Here we make a symbolic link from the bash script in the repo to /usr/local/bin/ which is assumed to be in the current $PATH

  • ln -s "$(pwd)/fpp" /usr/local/bin/fpp
  • fpp --help # should work!

Add-ons

For tmux users, you can additionally install tmux-fpp which adds a key combination to run PathPicker on the last received stdout. It makes jumping into file selection mode even easier -- check it out here.

Advanced Functionality

As mentioned above, PathPicker allows you to also execute arbitrary commands with the specified files. Here is an example showing a git checkout command executed against the selected files:

The selected files are appended to the command prefix to form the final command.

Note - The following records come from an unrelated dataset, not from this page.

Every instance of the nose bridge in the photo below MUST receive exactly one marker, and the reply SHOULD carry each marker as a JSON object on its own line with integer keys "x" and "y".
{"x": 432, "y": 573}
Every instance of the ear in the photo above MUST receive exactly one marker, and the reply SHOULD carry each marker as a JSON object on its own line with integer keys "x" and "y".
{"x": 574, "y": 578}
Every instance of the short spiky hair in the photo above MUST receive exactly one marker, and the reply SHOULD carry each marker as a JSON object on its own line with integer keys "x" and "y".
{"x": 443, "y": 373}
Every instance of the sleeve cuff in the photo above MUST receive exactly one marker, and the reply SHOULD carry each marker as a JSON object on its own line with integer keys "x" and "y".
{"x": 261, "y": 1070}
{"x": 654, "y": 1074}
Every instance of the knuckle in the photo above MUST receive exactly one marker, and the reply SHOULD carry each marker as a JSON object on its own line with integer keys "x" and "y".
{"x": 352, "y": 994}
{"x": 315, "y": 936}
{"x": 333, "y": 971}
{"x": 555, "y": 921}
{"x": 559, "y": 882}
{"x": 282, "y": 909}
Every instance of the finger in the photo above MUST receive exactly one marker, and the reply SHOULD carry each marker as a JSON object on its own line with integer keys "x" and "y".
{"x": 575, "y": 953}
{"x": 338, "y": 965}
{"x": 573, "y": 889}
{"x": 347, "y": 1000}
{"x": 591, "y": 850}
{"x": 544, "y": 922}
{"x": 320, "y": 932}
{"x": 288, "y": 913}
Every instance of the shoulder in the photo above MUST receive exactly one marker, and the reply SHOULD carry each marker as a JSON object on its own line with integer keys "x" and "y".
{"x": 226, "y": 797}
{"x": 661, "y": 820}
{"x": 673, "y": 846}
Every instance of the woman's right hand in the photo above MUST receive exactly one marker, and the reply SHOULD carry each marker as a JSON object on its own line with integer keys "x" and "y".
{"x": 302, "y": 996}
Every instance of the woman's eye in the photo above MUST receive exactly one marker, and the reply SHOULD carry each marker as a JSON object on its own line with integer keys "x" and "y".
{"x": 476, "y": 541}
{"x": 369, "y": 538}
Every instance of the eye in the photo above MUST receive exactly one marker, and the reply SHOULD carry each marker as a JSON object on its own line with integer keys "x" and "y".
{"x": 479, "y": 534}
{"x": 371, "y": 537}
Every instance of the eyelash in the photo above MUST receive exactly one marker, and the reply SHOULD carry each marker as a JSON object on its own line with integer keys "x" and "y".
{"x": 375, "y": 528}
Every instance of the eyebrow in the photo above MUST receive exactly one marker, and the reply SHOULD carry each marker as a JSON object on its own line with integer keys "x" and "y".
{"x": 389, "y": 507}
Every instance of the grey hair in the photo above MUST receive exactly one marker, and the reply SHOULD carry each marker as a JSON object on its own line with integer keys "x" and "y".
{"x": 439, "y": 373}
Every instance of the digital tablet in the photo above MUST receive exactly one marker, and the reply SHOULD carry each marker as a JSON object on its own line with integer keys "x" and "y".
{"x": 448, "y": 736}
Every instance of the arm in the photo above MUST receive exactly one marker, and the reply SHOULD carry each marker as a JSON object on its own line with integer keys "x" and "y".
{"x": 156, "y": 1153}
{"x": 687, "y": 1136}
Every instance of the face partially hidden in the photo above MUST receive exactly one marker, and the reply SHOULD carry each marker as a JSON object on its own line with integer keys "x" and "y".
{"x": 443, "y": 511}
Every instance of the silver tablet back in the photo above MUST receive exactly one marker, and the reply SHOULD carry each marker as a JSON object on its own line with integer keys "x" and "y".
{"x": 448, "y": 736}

If you need the files in the middle of your command, you can use the $F token instead, like:

cat $F | wc -l

How PathPicker works

PathPicker is a combination of a bash script and some small Python modules. It essentially has three steps:

  • First in the bash script, it redirects all standardout in to a python module that parses and extracts out the filenames. This data is saved in a temporary file and the python script exits.
  • Next, the bash script switches to terminal input mode and another python module reads out the saved entries and presents them in a selector UI built with curses. The user either selects a few files to edit or inputs a command to execute.
  • Lastly, the python script outputs a command to a bash file that is later executed by the original bash script.

It's not the most elegant architecture in the world but (in our opinion) provides a lot of utility.

Documentation & Configuration

For all documentation and configuration options, see the output of fpp --help.

Join the PathPicker community

See the CONTRIBUTING file for how to help out.

License

PathPicker is BSD-licensed. We also provide an additional patent grant.

About

PathPicker accepts a wide range of input -- output from git commands, grep results, searches -- pretty much anything. After parsing the input, PathPicker presents you with a nice UI to select which files you're interested in. After that you can open them in your favorite editor or execute arbitrary commands.